En route, de Rio à Tokyo

Kevin Dourbecker Je rêve d'une médaille paralympique

Publié le 15/06/2017 dans la catégorie Interviews

Kevin Dourbecker fait partie de cette génération de pongistes tricolores qui sont à la recherche de médailles individuelles dans les grands championnats internationaux et qui mettent tout en œuvre pour réussir. Nous revenons avec lui sur un début de saison plutôt pas mal réussi en attendant la grande échéance des championnats d'Europe de Lasko (Slo) à la fin du mois de septembre.

ERPT : On t'a laissé sur une victoire aux championnats de France à Ceyrat (Puy de Dôme) à la fin du mois de mai, que représente ce titre pour toi ?
Kevin Dourbecker : Bien évidemment il est important. Un titre est un titre, même si on ne va pas se cacher que l'écart entre « les internationaux » et les « autres » est très important. Mais il faut être là, ne serait-ce que pour montrer qu'on est le n°1 français. Il s'agit de mon deuxième titre consécutif, le troisième au total.


Kevin Dourbecker a gauche --- Stéphane Messi a Droite


ERPT : Tu bas en finale ton coéquipier en équipe nationale, Stéphane Messi. En parlant d'équipe, peux-tu revenir sur votre championnat du monde par équipe ?
Kevin Dourbecker : On est arrivé sur place avec le statut de tête de série n°2, on avait à coeur de bien faire. Le match qui nous plombe est en poule contre la Thaïlande. On ne les connaissait pas trop et on perd le double aux avantages du 5 ème set pour commencer. J'égalise, mais Stéphane malgré la motivation ne peut enchaîner. Au final, on s'incline et on prend les Ukrainiens intouchables en 1/2. Reste la satisfaction tout de même d'une médaille de bronze, c'est ma première médaille mondiale, je prends !

ERPT : Revenons sur ta vie de pongiste. Tu mène une sorte de « double » vie, comment aménage tu ton temps ?
Kevin Dourbecker : La journée je suis Adjoint Informatique pour la Mairie de Paris. Sitôt mon travail terminé, je vais dans mon club « valide » de Noisiel (77) pour entraîner les jeunes 3 fois par semaine, et j'essaie de m'entraîner moi aussi au moins deux fois par semaine. C'est fatigant certes, mais je veux redonner tout ce que je peux à ce club qui m'a fait débuter et m'a toujours fait confiance. Pour les compétitions handisports, je joue sous les couleurs de Toulon.

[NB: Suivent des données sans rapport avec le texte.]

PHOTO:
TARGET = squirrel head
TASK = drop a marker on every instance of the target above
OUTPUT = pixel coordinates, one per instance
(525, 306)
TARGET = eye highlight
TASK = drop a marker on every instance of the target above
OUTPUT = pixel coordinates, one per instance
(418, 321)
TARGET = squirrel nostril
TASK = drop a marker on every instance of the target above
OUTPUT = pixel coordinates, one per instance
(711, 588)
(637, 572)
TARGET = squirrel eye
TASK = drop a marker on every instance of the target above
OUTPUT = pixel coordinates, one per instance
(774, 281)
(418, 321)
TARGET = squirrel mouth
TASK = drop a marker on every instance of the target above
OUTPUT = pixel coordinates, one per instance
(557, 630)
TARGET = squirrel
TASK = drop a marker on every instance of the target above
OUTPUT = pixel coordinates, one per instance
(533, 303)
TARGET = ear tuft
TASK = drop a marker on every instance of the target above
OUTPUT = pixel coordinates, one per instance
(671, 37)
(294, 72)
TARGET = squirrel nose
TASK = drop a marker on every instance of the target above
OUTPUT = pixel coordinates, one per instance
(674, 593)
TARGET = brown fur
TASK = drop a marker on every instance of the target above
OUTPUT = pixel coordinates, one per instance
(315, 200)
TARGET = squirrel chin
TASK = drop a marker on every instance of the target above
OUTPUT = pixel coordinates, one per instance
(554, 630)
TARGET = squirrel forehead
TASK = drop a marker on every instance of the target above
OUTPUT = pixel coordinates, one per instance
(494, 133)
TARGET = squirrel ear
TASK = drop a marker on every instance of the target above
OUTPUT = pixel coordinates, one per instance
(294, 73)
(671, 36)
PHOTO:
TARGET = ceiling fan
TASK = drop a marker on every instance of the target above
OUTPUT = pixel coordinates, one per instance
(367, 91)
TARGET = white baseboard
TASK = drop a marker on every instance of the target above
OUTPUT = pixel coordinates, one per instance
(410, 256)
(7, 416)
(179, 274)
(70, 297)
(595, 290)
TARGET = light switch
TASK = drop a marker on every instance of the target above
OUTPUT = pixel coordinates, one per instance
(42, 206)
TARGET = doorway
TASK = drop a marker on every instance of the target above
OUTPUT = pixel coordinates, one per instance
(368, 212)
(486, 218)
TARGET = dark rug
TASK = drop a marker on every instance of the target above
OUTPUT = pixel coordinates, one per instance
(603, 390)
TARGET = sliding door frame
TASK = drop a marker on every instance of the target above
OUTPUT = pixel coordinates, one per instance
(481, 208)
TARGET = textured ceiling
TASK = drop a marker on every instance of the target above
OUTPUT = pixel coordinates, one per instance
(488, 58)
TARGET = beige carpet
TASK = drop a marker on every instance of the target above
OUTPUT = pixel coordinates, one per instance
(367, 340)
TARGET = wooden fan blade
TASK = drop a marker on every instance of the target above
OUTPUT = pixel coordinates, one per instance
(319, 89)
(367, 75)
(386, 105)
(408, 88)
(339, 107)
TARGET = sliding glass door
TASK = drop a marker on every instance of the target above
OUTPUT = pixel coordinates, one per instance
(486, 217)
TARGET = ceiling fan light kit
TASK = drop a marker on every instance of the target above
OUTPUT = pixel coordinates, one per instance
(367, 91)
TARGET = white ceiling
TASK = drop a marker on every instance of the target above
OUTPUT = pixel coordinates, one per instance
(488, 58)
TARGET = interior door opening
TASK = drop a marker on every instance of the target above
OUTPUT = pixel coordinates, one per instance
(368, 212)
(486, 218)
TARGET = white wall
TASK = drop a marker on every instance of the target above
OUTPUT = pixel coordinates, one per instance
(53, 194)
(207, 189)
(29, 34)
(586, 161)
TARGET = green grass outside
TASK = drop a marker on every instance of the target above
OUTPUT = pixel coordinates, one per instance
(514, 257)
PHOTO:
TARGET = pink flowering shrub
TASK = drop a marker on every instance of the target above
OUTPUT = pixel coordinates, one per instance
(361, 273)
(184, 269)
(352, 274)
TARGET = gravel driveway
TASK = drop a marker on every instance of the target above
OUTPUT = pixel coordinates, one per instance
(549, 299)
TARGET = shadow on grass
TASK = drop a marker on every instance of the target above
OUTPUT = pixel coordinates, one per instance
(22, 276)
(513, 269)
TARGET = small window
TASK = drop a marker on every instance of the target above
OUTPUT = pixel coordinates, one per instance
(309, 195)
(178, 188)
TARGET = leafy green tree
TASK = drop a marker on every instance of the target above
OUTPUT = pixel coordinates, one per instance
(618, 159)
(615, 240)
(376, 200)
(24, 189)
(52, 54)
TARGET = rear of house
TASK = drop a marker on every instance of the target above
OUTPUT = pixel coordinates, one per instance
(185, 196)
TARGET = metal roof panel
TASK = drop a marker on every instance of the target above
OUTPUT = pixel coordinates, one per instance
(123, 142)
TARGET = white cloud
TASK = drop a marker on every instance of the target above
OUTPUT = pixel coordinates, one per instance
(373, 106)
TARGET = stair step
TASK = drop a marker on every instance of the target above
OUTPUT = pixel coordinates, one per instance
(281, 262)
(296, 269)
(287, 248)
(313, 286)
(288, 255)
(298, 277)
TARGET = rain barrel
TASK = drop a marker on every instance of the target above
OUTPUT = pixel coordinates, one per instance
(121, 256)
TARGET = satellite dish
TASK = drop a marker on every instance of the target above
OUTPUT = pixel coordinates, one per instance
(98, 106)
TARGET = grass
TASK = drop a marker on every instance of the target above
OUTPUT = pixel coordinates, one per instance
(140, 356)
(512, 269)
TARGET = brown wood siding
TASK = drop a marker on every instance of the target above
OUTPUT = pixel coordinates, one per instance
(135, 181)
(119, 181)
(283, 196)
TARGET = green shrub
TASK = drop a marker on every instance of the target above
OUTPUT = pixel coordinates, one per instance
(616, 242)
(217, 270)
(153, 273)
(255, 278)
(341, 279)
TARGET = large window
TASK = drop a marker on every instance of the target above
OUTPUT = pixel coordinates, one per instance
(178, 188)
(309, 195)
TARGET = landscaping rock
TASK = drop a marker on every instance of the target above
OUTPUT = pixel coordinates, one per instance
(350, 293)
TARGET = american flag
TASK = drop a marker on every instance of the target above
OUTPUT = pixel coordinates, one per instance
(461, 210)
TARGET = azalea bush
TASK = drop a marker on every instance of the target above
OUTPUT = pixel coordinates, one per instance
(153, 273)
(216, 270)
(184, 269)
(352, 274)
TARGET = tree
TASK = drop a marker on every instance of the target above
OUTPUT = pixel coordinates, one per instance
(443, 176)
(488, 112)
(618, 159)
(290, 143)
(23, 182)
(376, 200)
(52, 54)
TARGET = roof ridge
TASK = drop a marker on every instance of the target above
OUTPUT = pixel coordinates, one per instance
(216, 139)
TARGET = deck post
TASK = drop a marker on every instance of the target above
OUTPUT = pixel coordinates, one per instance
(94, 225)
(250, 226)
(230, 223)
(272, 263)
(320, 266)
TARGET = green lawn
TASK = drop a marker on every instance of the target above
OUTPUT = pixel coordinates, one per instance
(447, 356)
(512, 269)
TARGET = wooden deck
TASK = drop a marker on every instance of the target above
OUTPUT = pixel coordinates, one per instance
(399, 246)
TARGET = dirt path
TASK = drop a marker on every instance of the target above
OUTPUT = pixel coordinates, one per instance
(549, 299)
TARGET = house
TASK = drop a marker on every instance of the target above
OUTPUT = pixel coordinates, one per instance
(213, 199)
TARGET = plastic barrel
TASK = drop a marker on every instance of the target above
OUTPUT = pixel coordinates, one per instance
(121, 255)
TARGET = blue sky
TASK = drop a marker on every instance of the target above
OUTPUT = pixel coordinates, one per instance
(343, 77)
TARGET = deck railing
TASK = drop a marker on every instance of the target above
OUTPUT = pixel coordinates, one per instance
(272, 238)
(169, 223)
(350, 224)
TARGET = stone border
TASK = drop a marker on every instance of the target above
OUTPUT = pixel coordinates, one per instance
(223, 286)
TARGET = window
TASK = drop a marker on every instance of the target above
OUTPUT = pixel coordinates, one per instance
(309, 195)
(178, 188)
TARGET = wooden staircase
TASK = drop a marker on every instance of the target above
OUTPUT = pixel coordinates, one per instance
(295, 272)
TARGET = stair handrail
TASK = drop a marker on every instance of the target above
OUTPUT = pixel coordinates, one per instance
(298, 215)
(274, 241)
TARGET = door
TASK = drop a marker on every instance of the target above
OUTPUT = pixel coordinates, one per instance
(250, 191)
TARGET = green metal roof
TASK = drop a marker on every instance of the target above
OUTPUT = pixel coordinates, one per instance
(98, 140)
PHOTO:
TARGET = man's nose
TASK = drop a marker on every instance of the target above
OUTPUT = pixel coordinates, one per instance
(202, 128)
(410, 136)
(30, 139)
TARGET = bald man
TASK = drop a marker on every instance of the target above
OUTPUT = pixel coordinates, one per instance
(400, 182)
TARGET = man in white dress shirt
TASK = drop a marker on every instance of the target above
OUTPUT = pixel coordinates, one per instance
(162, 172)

ERPT : Tu as besoin de ces aller-retours pour ton équilibre ?
Kevin Dourbecker : Oui mais pas seulement. Je pense que partager ma passion avec des enfants est aussi important. Et puis l'ambiance au club est vraiment sympa, on joue des interclubs sans pression puisque nous sommes au niveau régional, cela me permet d'évoluer tranquillement. Je prends ces matchs comme des entraînements pour poser les bases de mon jeu.

ERPT : Quel est ton secret pour gagner contre des valides ayant plus ou moins ton niveau ?
Kevin Dourbecker : Le plus gros avantage c'est que nous sommes plus habitué à jouer des valides que l'inverse. Il me semble que nous avons un meilleur sens tactique qu'eux. Bien souvent, ils s'enferment dans leur chaîne de jeu sans se soucier de l'adversaire. Moi je sais très bien ce que je ferais pour me battre (rires).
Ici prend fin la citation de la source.